Effects of corn oil on ponazuril serum and CSF concentrations in horses
Co-administration of ponazuril with corn oil (PONOIL) resulted in significantly higher serum and cerebrospinal fluid (CSF) concentrations compared to ponazuril alone (PON).
• Steady-state serum concentrations for PONOIL (6.2 ± 0.9 mg/L) were higher than PON (4.5 ± 1.0 mg/L; P = .004).
• Steady-state CSF concentrations for PONOIL (0.213 ± 0.04 mg/L) exceeded those for PON (0.162 ± 0.04 mg/L; P = .03).
• CSF ponazuril concentrations were not significantly higher on Day 7, despite higher serum concentrations, suggesting delayed equilibration between serum and CSF.
• Higher serum concentrations on Days 14 and 21 directly correlated with increased CSF levels, indicating that serum concentrations drive CSF accumulation.
• Substantial inter-horse variability in both serum and CSF concentrations was observed, especially in the PON group.
• Some horses achieved CSF concentrations close to or below the effective inhibitory concentration for Sarcocystis neurona, highlighting variability in pharmacokinetics.
Enhanced Absorption:
• Corn oil enhances ponazuril absorption due to the drug’s high lipophilicity, improving bioavailability and systemic concentrations.
• Higher serum concentrations translate into greater CSF penetration, driven by passive diffusion across the blood-brain barrier (BBB).
Delayed CSF Equilibration:
• The time to achieve maximal CSF concentrations may reflect slower BBB crossing and compartmental distribution dynamics of ponazuril.
Evaluation of safety, humoral immune response and faecal shedding in horses inoculated with a modified-live bovine coronavirus vaccination
• The modified-live bovine coronavirus (BCoV) vaccine was safe to administer via oral, intranasal, and intrarectal routes.
• No clinical signs of enteric coronavirus infection (e.g., lethargy, fever, diarrhea, or colic) were observed in vaccinated horses.
• No evidence of vaccine virus shedding in feces supports the hypothesis that the vaccine virus did not replicate in the equine intestinal tract.

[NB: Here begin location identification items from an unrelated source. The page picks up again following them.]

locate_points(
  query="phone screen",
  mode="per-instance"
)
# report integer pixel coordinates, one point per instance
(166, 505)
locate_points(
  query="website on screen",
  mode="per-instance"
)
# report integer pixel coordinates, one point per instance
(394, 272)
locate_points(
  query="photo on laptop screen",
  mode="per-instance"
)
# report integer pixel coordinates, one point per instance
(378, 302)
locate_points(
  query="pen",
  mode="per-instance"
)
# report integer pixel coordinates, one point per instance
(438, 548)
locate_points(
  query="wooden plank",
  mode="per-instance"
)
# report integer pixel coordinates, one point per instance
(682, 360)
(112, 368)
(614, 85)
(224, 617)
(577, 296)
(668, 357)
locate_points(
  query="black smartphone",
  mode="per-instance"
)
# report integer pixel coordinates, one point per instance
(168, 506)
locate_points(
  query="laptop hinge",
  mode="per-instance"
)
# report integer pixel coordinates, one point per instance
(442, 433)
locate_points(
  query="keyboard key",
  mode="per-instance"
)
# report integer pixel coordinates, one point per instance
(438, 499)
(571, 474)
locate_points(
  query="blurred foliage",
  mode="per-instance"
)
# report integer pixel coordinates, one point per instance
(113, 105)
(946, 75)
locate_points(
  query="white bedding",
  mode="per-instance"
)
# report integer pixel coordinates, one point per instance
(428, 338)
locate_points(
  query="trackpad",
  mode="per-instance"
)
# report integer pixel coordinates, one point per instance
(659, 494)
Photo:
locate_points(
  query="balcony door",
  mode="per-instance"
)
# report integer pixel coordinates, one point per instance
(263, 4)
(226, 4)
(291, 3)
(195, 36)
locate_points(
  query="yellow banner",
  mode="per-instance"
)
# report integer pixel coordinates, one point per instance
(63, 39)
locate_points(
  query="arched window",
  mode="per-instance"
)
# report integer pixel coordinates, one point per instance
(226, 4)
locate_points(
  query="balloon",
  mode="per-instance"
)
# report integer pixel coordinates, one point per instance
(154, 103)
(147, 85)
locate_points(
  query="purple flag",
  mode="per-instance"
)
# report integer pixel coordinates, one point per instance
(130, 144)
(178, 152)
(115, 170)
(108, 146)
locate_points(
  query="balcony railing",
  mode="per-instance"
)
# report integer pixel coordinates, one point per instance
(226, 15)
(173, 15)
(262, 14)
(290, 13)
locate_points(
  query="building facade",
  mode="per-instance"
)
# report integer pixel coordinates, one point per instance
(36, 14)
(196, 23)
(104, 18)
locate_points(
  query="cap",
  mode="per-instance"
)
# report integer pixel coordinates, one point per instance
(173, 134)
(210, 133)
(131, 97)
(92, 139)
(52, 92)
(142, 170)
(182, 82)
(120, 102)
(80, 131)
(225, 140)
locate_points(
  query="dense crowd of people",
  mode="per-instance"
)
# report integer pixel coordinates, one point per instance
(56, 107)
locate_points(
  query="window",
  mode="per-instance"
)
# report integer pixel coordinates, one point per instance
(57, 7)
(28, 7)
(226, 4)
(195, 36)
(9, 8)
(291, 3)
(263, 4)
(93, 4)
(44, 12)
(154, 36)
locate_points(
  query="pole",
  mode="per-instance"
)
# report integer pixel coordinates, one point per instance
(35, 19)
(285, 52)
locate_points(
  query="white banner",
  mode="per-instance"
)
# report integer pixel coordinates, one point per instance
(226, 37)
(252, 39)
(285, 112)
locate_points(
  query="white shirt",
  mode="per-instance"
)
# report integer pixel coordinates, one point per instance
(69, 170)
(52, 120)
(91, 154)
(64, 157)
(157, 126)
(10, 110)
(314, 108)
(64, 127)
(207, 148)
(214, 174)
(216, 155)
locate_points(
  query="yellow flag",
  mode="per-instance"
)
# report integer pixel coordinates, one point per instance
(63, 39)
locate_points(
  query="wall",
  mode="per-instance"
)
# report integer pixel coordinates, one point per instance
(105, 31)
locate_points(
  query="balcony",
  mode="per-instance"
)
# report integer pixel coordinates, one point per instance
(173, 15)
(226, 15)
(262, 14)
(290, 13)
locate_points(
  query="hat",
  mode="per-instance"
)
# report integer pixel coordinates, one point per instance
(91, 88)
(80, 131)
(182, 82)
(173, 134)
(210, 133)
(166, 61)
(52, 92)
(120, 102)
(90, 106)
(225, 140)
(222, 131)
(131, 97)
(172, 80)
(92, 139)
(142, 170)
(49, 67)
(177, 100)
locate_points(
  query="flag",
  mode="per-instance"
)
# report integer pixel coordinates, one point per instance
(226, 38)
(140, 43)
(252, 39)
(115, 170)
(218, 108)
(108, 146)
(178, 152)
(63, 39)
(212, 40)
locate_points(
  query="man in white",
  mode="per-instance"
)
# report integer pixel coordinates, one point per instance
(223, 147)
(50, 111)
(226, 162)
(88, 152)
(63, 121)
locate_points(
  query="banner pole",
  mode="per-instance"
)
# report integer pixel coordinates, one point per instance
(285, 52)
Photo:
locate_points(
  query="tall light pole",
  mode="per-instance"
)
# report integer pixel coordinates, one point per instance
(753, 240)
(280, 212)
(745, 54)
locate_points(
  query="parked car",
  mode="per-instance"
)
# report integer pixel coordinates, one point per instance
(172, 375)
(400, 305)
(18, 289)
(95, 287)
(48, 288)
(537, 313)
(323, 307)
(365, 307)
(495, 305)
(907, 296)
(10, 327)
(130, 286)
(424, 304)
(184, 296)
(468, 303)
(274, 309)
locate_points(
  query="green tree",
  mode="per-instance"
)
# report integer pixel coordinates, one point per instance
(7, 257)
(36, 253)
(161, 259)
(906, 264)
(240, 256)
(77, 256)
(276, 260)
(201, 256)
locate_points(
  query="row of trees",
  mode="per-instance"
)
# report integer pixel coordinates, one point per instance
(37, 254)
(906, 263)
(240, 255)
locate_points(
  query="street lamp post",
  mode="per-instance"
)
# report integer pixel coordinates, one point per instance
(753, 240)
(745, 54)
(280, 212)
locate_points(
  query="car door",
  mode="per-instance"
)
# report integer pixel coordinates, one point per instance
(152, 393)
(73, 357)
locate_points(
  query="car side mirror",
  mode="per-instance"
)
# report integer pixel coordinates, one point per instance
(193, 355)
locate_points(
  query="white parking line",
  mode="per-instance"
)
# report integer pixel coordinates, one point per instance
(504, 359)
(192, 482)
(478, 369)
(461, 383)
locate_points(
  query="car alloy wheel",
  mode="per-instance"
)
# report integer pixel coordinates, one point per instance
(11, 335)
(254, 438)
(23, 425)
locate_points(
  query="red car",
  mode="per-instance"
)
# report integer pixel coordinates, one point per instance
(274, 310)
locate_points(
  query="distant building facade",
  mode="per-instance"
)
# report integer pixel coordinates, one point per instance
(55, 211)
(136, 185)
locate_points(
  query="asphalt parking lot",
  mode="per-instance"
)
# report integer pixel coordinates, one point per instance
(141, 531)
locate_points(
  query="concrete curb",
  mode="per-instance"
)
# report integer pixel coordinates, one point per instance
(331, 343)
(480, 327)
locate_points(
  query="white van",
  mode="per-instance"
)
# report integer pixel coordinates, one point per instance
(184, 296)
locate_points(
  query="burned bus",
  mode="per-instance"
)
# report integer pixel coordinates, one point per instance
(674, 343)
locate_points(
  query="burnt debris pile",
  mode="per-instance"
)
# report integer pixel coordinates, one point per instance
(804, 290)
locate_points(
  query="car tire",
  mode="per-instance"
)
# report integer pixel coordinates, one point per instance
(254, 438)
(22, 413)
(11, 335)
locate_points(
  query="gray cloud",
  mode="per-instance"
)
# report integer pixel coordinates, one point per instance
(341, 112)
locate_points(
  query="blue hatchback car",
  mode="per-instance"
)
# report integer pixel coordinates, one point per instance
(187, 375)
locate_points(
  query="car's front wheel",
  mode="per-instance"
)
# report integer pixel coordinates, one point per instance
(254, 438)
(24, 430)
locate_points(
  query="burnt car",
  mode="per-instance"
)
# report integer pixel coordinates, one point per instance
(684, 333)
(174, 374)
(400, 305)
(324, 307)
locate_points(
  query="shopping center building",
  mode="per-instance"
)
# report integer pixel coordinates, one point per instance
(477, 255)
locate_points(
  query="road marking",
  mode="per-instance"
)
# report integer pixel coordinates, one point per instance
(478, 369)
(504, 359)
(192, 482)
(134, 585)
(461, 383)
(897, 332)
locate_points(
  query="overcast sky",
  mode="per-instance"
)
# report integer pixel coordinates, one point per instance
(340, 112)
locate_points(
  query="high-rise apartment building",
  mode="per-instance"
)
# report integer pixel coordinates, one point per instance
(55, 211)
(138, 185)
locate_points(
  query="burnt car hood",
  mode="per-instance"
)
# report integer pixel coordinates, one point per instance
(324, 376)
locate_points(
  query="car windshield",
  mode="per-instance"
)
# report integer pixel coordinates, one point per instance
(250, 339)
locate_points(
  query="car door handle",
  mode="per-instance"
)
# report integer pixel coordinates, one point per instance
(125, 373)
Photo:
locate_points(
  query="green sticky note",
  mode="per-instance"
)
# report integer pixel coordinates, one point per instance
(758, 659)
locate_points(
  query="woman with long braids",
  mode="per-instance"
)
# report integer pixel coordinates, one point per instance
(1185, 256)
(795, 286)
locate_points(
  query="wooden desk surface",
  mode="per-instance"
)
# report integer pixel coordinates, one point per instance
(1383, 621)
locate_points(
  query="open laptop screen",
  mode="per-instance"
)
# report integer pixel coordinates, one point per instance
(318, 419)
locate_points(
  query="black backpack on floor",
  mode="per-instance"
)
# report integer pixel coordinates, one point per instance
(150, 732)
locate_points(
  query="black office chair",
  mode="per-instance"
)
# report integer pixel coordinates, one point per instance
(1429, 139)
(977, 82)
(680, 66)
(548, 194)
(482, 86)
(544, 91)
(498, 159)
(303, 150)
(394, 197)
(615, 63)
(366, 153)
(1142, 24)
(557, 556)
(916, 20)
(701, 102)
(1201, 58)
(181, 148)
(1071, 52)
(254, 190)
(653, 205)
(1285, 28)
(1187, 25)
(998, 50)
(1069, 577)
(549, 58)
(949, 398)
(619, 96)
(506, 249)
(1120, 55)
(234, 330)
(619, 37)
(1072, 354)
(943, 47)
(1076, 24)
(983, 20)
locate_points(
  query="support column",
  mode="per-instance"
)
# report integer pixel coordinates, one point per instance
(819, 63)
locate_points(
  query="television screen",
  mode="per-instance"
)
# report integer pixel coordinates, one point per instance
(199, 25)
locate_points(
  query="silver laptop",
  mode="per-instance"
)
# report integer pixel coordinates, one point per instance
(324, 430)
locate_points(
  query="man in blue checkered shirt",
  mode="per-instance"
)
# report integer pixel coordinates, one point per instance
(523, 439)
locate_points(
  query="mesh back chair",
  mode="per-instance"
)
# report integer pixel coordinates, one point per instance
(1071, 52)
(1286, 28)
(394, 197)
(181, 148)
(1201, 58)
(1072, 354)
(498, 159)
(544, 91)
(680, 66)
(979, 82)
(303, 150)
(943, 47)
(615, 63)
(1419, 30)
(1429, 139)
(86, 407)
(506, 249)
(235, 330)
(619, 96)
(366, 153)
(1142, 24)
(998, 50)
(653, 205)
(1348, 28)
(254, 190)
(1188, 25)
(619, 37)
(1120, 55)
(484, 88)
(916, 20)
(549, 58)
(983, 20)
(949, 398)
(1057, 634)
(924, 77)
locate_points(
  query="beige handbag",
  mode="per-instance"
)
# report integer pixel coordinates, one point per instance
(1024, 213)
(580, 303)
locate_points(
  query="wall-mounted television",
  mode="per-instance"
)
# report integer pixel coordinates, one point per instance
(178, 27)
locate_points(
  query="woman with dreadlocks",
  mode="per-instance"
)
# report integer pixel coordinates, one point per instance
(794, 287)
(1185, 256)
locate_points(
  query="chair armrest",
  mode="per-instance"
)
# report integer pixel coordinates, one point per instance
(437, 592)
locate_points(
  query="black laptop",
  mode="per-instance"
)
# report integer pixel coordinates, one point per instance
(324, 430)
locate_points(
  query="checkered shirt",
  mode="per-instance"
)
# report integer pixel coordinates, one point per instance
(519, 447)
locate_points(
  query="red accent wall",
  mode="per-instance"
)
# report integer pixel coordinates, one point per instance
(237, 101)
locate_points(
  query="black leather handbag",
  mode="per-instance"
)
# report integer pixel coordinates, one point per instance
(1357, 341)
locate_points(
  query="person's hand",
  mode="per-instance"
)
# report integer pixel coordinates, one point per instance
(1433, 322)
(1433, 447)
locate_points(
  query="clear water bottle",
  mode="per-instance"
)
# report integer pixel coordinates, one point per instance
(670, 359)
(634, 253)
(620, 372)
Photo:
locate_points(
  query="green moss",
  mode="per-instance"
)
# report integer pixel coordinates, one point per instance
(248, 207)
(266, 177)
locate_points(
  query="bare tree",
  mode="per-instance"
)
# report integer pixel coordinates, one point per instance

• Viral shedding was detected in nasal secretions of two intranasally vaccinated horses within 24 hours post-vaccination, attributed to residual vaccine virus rather than active replication.
• Absence of viral shedding in feces across all groups indicates minimal risk of environmental contamination.
• Seroconversion occurred in only 27% of vaccinated horses, with one seroconversion from each vaccination route.
-The limited humoral response may result from inadequate replication of the vaccine virus in equine cells, the low antigenic mass in the vaccine, or pre-existing cross-reactive antibodies to equine coronavirus (ECoV).
Immune Activation:
• The study aimed to bypass gastric degradation by testing alternative administration routes (e.g., intrarectal), hypothesizing improved mucosal immunity. However, the serological response remained limited.
• Prior evidence from foal studies indicates that intrarectal vaccination may enhance cell-mediated immunity, but this was not assessed here.
• BCoV’s close antigenic relationship to ECoV makes it a suitable model for vaccine testing, but the limited replication of the modified-live BCoV strain in equine tissues may have reduced its immunogenicity.